Виктор, все это время молча поглощавший завтрак, поднимает голову от тарелки.

– Если ты нас не примешь, уйду к Лиде, у нее отдельная комната, – сообщает он.

– Посмотри, они уже все решили! – опять возмущается мать.

– Кажется, на правах старшего по возрасту и званию я должен вмешаться! – решительно произносит Васильев, отставив шутливый тон. – Виктор, когда хотите свадьбу играть?

– В конце августа. В мае жениться – плохая примета, всю жизнь маяться будем. Летом мне ехать в лагерь на все три смены. Вот в конце августа и сыграем, – рассуждает Градов.

– Очень хорошо. Теперь Виктор Евгеньевич, будь внимателен. Судьба нас троих, вернее, четверых, считая Лиду, в твоих руках…

– Не понял, Геннадий Григорьевич… – перебивает его Градов.

– Что ж тут не понять? Я предлагаю в конце августа сыграть две свадьбы сразу, твою с Лидой и нашу с Натальей Михайловной.

На несколько секунд немая сцена. Потом голос матери:

– Оригинальная форма предложения…

– Почему же оригинальная? Все по старинным русским обычаям. Я прошу твоей руки у единственного мужчины в семье, твоего сына. Прекрасно понимаю, что Виктор взрослый и никогда не назовет меня отцом, но друзьями мы с ним ведь уже стали. Не так ли? – подполковник вопросительно смотрит на Градова.

Виктор кивает головой в знак согласия.

– А раз так, нам тоже пора кончать с этой неопределенностью. Три года видеться раз в неделю – срок достаточный, чтобы проверить наши чувства. Тем более, что с нашей женитьбой у Виктора с Лидой решается хотя бы жилищная проблема, – объясняет Васильев.
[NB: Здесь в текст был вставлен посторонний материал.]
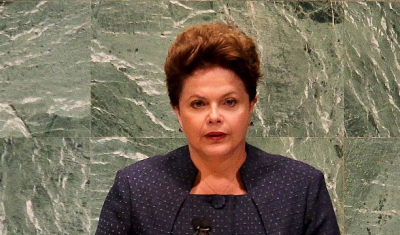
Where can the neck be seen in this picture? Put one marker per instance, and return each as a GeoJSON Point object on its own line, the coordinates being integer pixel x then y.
{"type": "Point", "coordinates": [219, 174]}
{"type": "Point", "coordinates": [219, 166]}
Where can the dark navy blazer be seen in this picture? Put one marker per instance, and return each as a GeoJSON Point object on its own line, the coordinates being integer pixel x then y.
{"type": "Point", "coordinates": [290, 196]}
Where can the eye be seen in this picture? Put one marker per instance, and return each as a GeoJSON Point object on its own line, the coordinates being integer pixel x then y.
{"type": "Point", "coordinates": [197, 104]}
{"type": "Point", "coordinates": [230, 102]}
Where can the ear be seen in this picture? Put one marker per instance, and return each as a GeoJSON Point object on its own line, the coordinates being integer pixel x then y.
{"type": "Point", "coordinates": [253, 104]}
{"type": "Point", "coordinates": [178, 114]}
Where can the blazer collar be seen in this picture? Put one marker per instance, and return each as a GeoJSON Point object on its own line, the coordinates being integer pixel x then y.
{"type": "Point", "coordinates": [180, 167]}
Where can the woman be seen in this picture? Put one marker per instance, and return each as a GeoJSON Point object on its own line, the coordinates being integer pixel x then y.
{"type": "Point", "coordinates": [217, 183]}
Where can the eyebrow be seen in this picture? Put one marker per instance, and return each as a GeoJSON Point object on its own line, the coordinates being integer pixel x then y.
{"type": "Point", "coordinates": [202, 97]}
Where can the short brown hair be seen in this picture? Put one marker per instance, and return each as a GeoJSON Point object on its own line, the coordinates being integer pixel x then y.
{"type": "Point", "coordinates": [207, 45]}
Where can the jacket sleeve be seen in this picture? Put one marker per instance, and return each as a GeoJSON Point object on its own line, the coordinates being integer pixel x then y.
{"type": "Point", "coordinates": [320, 215]}
{"type": "Point", "coordinates": [115, 216]}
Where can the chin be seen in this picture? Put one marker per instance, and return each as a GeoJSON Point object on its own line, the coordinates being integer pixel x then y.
{"type": "Point", "coordinates": [219, 150]}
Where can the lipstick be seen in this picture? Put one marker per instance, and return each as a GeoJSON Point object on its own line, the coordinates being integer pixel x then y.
{"type": "Point", "coordinates": [215, 135]}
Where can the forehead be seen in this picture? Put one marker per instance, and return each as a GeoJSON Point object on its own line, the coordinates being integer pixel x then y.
{"type": "Point", "coordinates": [213, 80]}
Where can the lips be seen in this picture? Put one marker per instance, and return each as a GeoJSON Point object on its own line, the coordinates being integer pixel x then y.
{"type": "Point", "coordinates": [215, 135]}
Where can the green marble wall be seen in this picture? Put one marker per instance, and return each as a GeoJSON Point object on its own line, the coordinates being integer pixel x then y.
{"type": "Point", "coordinates": [82, 94]}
– Ты хочешь взять меня к себе в гарнизон? В казарму? – мать остолбенела.

– Дальше. В Москву, – как всегда спокоен Васильев.

– Куда? – переспрашивает Наталья Михайловна.

– Я поступил еще в одну академию – Генерального штаба. В сентябре – начало занятий. Для семейных там есть общежитие, – рассказывает подполковник.

– Да, с моими мужиками не соскучишься… – мать встает между ними, гладит обоих руками по голове. – Что, Витя, соглашаться на предложение подполковника?